Collaboration aéronautique
Aucun détail n’a filtré sur ce dernier travail, mais d’autres sont connus. Le Peugeot Design Lab a ainsi remporté un concours pour participer à la conception extérieure du H160, dernier-né d’Airbus Helicopters, lorsqu’il n’était encore que le projet X4. Les lignes dessinées par l’équipe de Cathal Loughnane ont ensuite été reprises et intégrées par les équipes de l’hélicoptériste pour donner l’aspect actuel de l’appareil. Celui-ci présente notamment des lignes assez effilées, relativement inédites dans le monde des voilures tournantes, tout en reprenant à son compte le nez caractéristique du Dauphin qu’il va remplacer.
Les intérieurs sont un autre domaine où le Peugeot Design Lab entend bien faire jouer son expertise. Cathal Loughnane met en avant l’expérience du groupe PSA qui produit 15 millions de sièges par an. « Nous sommes mieux équipés que les professionnels du secteur des sièges, affirme-t-il. Nous bénéficions des ergonomes de Peugeot, ce qu’aucun cabinet de design ne peut offrir. Le siège automobile est l’un des plus complexes, plus qu’un fauteuil full flat en business où le passager peut bouger librement. Seul un siège de pilote est plus compliqué. »
Il y ajoute la problématique de l’industrialisation à grande échelle, la construction des processus de fabrication représentant plus de 50 % du travail sur un projet automobile : « Il y a plus de voitures qui sortent des chaînes PSA en une matinée que d’avions en une année chez tous les grands constructeurs réunis. Nous produisons une voiture toutes les minutes, avec des opérateurs qui ont 17 secondes pour effectuer leur tâche, pas une de plus. Il ne peut y avoir d’ajustement au contraire de l’aéronautique. Cette complexité affecte le design, qui doit prendre en compte le niveau de répétabilité et de précision, mais aussi la robustesse. Un automobiliste n’a pas une équipe de maintenance tous les soirs pour sa voiture. Cela permet de nous distinguer de nos concurrents. »
Cela a en tout cas convaincu Expliseat. Le constructeur français de sièges ultralégers a fait appel au Peugeot Design Lab pour concevoir son nouveau modèle TiSeat E2, présenté en avril 2016. Il ainsi pu bénéficier de l’apport des ergonomes et des selliers du constructeur, combiné à sa propre expérience, pour réaliser un prototype puis un modèle industrialisable.
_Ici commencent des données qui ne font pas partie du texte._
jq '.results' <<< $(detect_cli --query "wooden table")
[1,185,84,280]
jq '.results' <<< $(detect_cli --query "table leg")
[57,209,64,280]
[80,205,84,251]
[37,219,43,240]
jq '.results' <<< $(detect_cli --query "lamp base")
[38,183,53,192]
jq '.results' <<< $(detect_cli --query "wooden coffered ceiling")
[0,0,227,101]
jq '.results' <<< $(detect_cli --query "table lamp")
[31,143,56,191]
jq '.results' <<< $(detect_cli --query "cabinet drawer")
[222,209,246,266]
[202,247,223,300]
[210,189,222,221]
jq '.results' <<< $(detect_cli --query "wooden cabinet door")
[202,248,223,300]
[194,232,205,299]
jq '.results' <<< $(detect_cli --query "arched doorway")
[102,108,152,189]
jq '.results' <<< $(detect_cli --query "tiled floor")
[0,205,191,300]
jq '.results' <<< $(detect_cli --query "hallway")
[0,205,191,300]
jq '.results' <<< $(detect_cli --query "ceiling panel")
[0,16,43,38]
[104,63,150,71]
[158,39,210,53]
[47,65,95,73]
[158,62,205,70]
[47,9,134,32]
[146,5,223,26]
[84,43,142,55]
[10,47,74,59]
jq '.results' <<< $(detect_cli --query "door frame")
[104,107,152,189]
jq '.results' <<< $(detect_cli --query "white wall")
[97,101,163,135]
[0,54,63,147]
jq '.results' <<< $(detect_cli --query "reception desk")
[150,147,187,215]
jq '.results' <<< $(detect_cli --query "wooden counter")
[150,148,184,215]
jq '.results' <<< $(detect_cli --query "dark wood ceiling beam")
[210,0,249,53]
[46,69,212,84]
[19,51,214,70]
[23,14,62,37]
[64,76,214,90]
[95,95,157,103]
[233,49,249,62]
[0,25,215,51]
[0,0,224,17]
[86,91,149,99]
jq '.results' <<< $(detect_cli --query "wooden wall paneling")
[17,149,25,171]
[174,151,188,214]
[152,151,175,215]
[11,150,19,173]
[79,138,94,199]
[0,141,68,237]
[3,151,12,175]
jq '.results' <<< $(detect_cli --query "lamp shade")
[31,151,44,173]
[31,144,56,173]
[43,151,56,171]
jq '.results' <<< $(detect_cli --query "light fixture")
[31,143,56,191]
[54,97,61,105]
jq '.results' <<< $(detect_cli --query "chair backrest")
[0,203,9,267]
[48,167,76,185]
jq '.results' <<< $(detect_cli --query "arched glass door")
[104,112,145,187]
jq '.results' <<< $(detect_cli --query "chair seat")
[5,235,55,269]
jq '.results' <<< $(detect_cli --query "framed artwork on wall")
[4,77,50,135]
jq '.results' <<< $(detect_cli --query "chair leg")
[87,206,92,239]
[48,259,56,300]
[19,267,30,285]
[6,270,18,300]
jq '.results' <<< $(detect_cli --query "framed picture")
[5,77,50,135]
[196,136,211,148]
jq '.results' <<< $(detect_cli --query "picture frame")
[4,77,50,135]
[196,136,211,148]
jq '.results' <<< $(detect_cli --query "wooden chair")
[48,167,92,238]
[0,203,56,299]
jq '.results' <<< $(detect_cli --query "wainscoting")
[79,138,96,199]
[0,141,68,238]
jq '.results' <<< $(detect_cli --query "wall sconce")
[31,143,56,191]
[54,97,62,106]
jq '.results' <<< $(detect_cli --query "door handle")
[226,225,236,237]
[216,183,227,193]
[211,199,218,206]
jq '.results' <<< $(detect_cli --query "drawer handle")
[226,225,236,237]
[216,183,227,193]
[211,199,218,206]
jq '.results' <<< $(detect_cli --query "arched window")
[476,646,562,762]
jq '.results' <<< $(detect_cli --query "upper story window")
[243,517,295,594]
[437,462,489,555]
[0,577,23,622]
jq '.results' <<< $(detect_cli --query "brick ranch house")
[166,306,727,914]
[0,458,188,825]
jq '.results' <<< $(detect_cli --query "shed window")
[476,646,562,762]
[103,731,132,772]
L’atelier de design s’est fendu d’un concept plane, le HX1. © Copyright
Fertilisation croisée
A l’inverse Cathal Loughnane n’hésite pas à mettre en avant les apports des autres industries à la conception automobile. Pour l’aéronautique, il met en avant le travail fait sur l’interface homme-machine qui est désormais au coeur de la stratégie de Peugeot. Son i-Cockpit reprend ainsi des concepts tels que l’affichage tête haute. Plus anecdotique, mais tout de même parlant, il prend aussi l’exemple de revêtement en « feuille de pierre », découvert grâce à une collaboration aéronautique.
Dans un style complètement différent, le studio a également sorti un projet de concept plane sur le principe d’un concept car, le HX1. Il met en oeuvre des éléments de design extérieur distinctifs, avec des canards et un empennage vertical papillon (en V), ainsi qu’un intérieur modulaire de 8 à 14 places. Le projet ne devrait néanmoins jamais quitter la planche à dessin au contraire des concept cars.
D’autres travaux ont été menés ou sont en cours dans le monde de l’aéronautique, avec des exemples aussi inattendus que la résistance des laquages à l’exposition aux rayons UV. Une partie d’entre eux restent confidentiels, sans que le studio puisse détailler la nature du projet ou le détail de sa participation. On pourra néanmoins rappeler qu’il cite des noms tels qu’Air France ou Dassault Aviation parmi ses clients.